[daip] problem

Eric Greisen egreisen at nrao.edu
Wed Sep 24 10:51:16 EDT 2008


Tony Beasley wrote:
> 
> hi Eric, have a question for you, sure you know the answer..
> 
> How many times is a visibility accessed during the course of a normal 
> reduction? Assumption: this is a set of "calibrated visibilities", i.e. 
> a setjy/calib/getjy cycle was run to produce a set of assoc. cal tables.
> 
> So data with 1st-estimate amp+phase cal tables... sitting on disk...
> running through cycles of imaging, self-calibration etc.
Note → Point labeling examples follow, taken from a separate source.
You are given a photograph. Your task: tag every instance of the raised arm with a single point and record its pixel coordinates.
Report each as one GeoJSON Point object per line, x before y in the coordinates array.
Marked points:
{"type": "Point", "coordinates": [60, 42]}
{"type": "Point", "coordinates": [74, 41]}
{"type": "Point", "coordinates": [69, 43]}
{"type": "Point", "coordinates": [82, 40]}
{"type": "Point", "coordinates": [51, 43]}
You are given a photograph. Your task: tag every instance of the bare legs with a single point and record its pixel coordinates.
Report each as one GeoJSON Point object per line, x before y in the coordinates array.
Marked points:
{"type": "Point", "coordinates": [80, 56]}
How many times 
> is the entire dataset "read" from disk, in what steps (gridding, 
> imaging, cleaning, etc)?
> 
> Reason I ask... I keep hearing that gridding and reading the datasets 
> will be the real limitation for the low-frequency datasets in future, 
> but has to be done because nothing faster than FFTs. Want to really 
> understand the problem. Is gridding a serious limitation now? Is it the 
> tile/facet requirement at low freq that generates the problem?
> 
> And let me turn the issue around another way... if I said to you - 
> starting from scratch, could a reduction system be written to enable one 
> pass (ONLY) through the data set to get the same quality result? What 
> would be required - complete load of data to memory? Ultimately, 
> clean/self-cal are iterative, maybe multiple reads required. Your thoughts?
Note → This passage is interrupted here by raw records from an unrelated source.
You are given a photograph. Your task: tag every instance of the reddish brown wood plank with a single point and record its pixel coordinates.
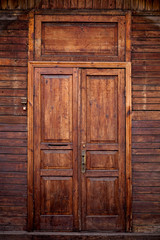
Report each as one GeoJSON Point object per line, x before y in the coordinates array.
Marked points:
{"type": "Point", "coordinates": [146, 100]}
{"type": "Point", "coordinates": [152, 107]}
{"type": "Point", "coordinates": [14, 158]}
{"type": "Point", "coordinates": [144, 33]}
{"type": "Point", "coordinates": [89, 3]}
{"type": "Point", "coordinates": [14, 135]}
{"type": "Point", "coordinates": [146, 167]}
{"type": "Point", "coordinates": [146, 190]}
{"type": "Point", "coordinates": [12, 166]}
{"type": "Point", "coordinates": [148, 124]}
{"type": "Point", "coordinates": [13, 92]}
{"type": "Point", "coordinates": [146, 56]}
{"type": "Point", "coordinates": [13, 84]}
{"type": "Point", "coordinates": [13, 119]}
{"type": "Point", "coordinates": [146, 183]}
{"type": "Point", "coordinates": [145, 145]}
{"type": "Point", "coordinates": [10, 101]}
{"type": "Point", "coordinates": [16, 110]}
{"type": "Point", "coordinates": [9, 54]}
{"type": "Point", "coordinates": [15, 143]}
{"type": "Point", "coordinates": [146, 175]}
{"type": "Point", "coordinates": [146, 207]}
{"type": "Point", "coordinates": [146, 138]}
{"type": "Point", "coordinates": [146, 219]}
{"type": "Point", "coordinates": [13, 127]}
{"type": "Point", "coordinates": [12, 201]}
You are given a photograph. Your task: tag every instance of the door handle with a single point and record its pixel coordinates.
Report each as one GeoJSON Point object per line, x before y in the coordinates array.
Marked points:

You don't want to know much do you!

I don't know about CASA so this will solely be from my AIPS experience. 
  The gridding process requires a read through the data - up until today 
once for each facet.  Now AIPS uses more memory and grids as many facets 
as possible in one go.  This leaves a significant cpu usage but saves on 
IO a lot.  Whether that matters depends on the size of scratch memory 
and the size of the data set.  If the CPU can devote more scratch to the 
UV data set than it requires, then things are fast.  If it cannot, then 
things are abruptly much slower - hence the change in AIPS code which is 
of little use when the data fit in scratch ram.  I was always under the 
impression that modeling - i.e. Clean component subtraction/division was 
the bottleneck so I changed the AIPS code some months ago to use a lot 
of memory there too so that multiple facets and or multiple channels 
(when the model is allowed to be channel dependent due to primary beam, 
or known spectral indexes) can be done at once to reduce the IO count.
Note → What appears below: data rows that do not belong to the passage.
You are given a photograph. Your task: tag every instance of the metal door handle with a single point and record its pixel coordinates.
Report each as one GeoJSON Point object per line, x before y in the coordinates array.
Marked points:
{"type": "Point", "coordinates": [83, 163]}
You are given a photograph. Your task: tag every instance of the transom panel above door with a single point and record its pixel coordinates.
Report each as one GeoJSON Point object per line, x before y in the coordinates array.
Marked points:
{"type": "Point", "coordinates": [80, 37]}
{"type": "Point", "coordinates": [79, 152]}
The reads for regular calibration are trivial and self-cal is part of 
the CC modeling.

One of the worst cases I've seen was spectral line in which IMAGR read 
the 127-channel data set to make a copy of the one desired channel at 
this point in the loop and then imaged that channel.  With a 7 Gbyte 
data set that read took many times longer than the full processing of 
the channel afterwards.  When the problem was moved to an empty machine 
with 16 Gbytes ram, AIPS did the whole dirty cube in about 20 minutes 
instead of several hours.

So there is no good answer to your question and no magic bullets.